研究Dehydrogenase/Reductase 2(DHRS2)的表現與尿路上皮癌預後之相關性
吳奕儒1、李威明1,2,3、徐偉齊2、林慧惠1,2、吳文正1,2,4、柯宏龍1,2,4,5
高雄醫學大學附設醫院泌尿部1; 高雄醫學大學泌尿學科2;
衛生福利部屏東醫院泌尿科3; 高雄醫學大學醫學研究所4;大同醫院泌尿科5
Decreased Dehydrogenase/Reductase 2(DHRS2) Expression is Associated with Poor Prognosis in Urothelial Carcinoma Patients
Yi-Ru Wu1, Wei-Ming Li 1,2,3, Wei-Chi Hsu 2, Hui-Hui Lin 1,2, Wen-Jeng Wu 1,2,4, Hung-Lung Ke1,2,4,5
1Department of Urology, Kaohsiung Medical University Hospital, Kaohsiung, Taiwan.
2 Department of Urology, School of Medicine, College of Medicine, Kaohsiung Medical University, Kaohsiung, Taiwan.
3 Department of Urology, Ministry of Health and Welfare Pingtung Hospital, Pingtung, Taiwan.
4 Graduate Institute of Medicine, College of Medicine, Kaohsiung Medical University, Kaohsiung, Taiwan.
5 Department of Urology, Kaohsiung Municipal Ta-Tung Hospital, Kaohsiung, Taiwan.
Abstract
Purpose: Dehydrogenase/Reductase 2(DHRS2) is a membrane of the short-chain dehydrogenases/reductases (SDR) superfamily and associates closely with inhibition of cell proliferation, migration and quiescence, as well as locus-specific deletion in several cancer types. However, the role of DHRS2 in Urothelial carcinoma (UC) has not been studied. In this research, we examined the clinical significance of DHRS2 expression in UC.
Materials and methods: 340 Upper tract urothelial carcinoma (UTUC) and 295 Bladder cancer (BC) cases were included in this study. DHRS2 expression was evaluated by immunohistochemistry and the association of DHRS2 expression with different clinicopathological variables was analyzed.

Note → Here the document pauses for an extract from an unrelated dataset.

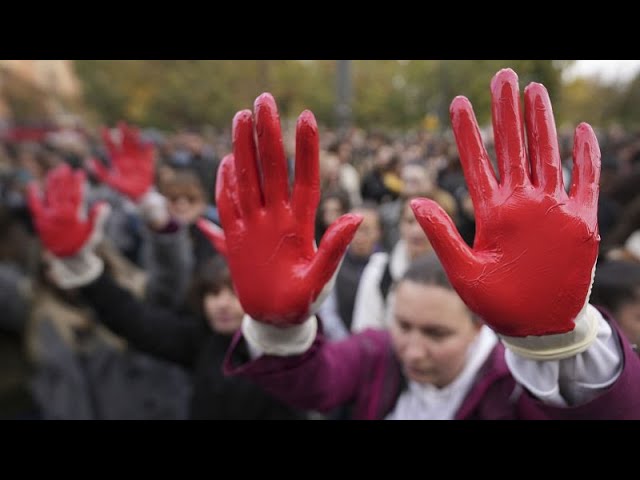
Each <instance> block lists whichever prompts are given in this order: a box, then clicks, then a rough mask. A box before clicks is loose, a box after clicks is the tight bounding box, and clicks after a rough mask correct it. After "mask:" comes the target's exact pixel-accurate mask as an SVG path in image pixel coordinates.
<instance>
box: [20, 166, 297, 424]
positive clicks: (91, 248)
mask: <svg viewBox="0 0 640 480" xmlns="http://www.w3.org/2000/svg"><path fill="white" fill-rule="evenodd" d="M50 175H51V176H55V177H56V181H55V182H53V181H49V182H47V183H46V187H45V196H44V198H46V199H48V203H47V204H46V205H44V204H42V203H41V201H40V200H38V199H37V198H36V197H33V196H32V197H31V201H30V208H31V211H32V215H33V216H34V217H35V218H34V220H35V224H36V227H37V228H36V230H37V231H38V235H39V236H40V238H41V240H42V242H43V244H44V246H45V248H46V249H47V250H48V251H49V252H50V255H48V262H49V272H50V277H51V280H52V281H53V282H54V283H55V284H57V285H58V286H59V287H60V288H62V289H65V290H70V289H74V288H77V289H78V291H79V293H80V294H81V296H82V298H83V299H84V300H85V301H88V303H89V305H90V306H91V307H92V309H93V310H94V311H95V312H96V317H97V318H98V320H99V321H100V322H101V323H102V324H104V325H105V326H106V327H107V328H109V329H110V330H111V331H112V332H114V333H115V334H117V335H119V336H121V337H122V338H124V339H125V340H127V341H128V342H129V343H130V344H131V345H132V346H133V347H134V348H136V349H137V350H139V351H142V352H146V353H149V354H151V355H154V356H156V357H158V358H160V359H164V360H168V361H170V362H174V363H176V364H178V365H180V366H182V367H184V368H186V369H187V370H188V371H190V372H192V374H193V377H192V381H193V390H192V392H193V395H192V399H191V405H190V411H189V417H190V418H193V419H298V418H303V415H302V414H301V413H300V412H299V411H297V410H295V409H293V408H290V407H287V406H285V405H284V404H283V403H281V402H280V401H278V400H275V399H274V398H273V397H271V396H270V395H268V394H267V393H265V392H264V390H262V389H261V388H260V387H258V386H256V385H255V384H253V383H252V382H250V381H249V380H247V379H242V378H225V377H224V375H223V373H222V364H223V360H224V358H225V353H226V351H227V349H228V347H229V346H230V344H231V339H232V336H233V334H234V333H235V332H236V331H237V330H238V329H239V328H240V324H241V321H242V318H243V315H244V311H243V309H242V306H241V305H240V302H239V301H238V298H237V296H236V294H235V290H234V287H233V284H232V282H231V278H230V276H229V271H228V269H227V266H226V265H225V263H224V260H222V259H221V258H218V257H213V258H211V259H209V260H207V261H205V262H203V263H202V264H201V265H200V269H199V271H198V274H197V280H196V281H195V283H194V286H193V295H192V298H193V299H194V301H195V302H196V303H197V307H198V308H197V311H198V312H199V315H197V316H186V317H185V316H181V315H179V314H176V313H174V312H173V311H171V310H169V309H166V308H161V307H158V306H156V305H152V304H149V303H145V302H143V301H141V300H138V299H137V298H135V297H134V296H133V295H132V294H131V293H129V292H128V291H127V290H125V289H123V288H121V287H120V286H119V285H118V284H117V283H116V282H115V280H114V279H113V278H112V276H111V275H110V274H108V273H107V272H106V270H105V266H104V262H103V260H102V259H101V258H99V257H98V256H97V255H96V254H95V248H94V246H93V243H92V240H91V239H92V238H95V237H100V233H99V232H100V230H101V228H102V225H103V224H104V221H100V220H98V219H99V218H102V219H104V217H106V214H107V213H108V211H107V208H105V206H104V205H100V204H98V205H96V206H94V208H92V210H91V212H90V213H89V215H88V217H87V216H82V214H81V213H80V212H81V211H82V208H81V206H82V205H83V203H84V200H85V199H84V191H83V181H82V178H81V176H78V175H75V174H74V173H73V172H72V171H71V170H70V169H68V168H62V169H56V170H53V171H52V172H51V173H50ZM71 291H73V290H71ZM249 358H250V357H249V352H248V351H247V349H246V348H240V349H237V350H236V351H235V352H234V354H233V355H232V357H231V360H232V361H238V362H245V361H248V360H249Z"/></svg>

Results: Low DHRS2 expression was significantly associated with higher T stage (p<0.001, p=0.012), high grade (p=0.003, p=0.016), nodal metastasis (p<0.001, p<0.001), lymphovascular invasion (p<0.001, p=0.001) and perineural invasion (p=0.034, p=0.001) in both UTUC and BC cases. In the log-rank test, the low DHRS2 expression was associated with Disease-specific Survival (P<0.0001, P=0.0001) and Metastasis-free Survival (P<0.0001, P<0.0001) in UTUC and BC respectively. This finding was supported by our results using Cox regression analysis, which showed that low DHRS2 expression was an independent predictor of poor Disease-specific Survival (P =0.011, P =0.019) and Metastasis-free Survival (P =0.009, P<0.001) in UTUC and BC separately.
Conclusion: Our study found that DHRS2 is an important indicator of tumor suppressor function of UC progression. Investigating the biological significance and regulation pathway of DHRS2 might be a potential therapeutic target for UC treatment.